To infect a system, the operators trick users looking for pirated software into downloading executable files sometimes disguised as torrents. FileTour, Stantinko’s initial installation vector, then loudly installs a lot of software to distract the user while it covertly installs Stantinko’s first service in the background.
Stantinko also stands out because of its prevalence and its sophistication, like making heavy use of code encryption and rapidly adapting so as to avoid detection by anti-malware.
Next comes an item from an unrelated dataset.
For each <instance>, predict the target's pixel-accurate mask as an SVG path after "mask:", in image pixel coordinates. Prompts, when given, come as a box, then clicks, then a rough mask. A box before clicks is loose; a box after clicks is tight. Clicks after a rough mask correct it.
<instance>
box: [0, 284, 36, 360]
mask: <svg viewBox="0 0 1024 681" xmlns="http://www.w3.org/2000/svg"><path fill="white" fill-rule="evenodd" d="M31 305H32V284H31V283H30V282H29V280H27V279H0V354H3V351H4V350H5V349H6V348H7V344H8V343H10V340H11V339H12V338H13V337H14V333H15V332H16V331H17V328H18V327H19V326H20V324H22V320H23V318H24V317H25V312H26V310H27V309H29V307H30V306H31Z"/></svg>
“Its authors make sure multiple parts are needed to conduct a complete analysis,” ESET researchers said. “There are always two components involved: A loader and an encrypted component.”
Although the developers of Stantinko use methods that are most often seen in APT campaigns, their final aim is to make money.
“Stantinko is a major threat, as it provides a large source of fraudulent revenue to cyber-criminals,” researchers said. “Moreover, the presence of a fully featured backdoor allows the operators to spy on all the victimized machines.”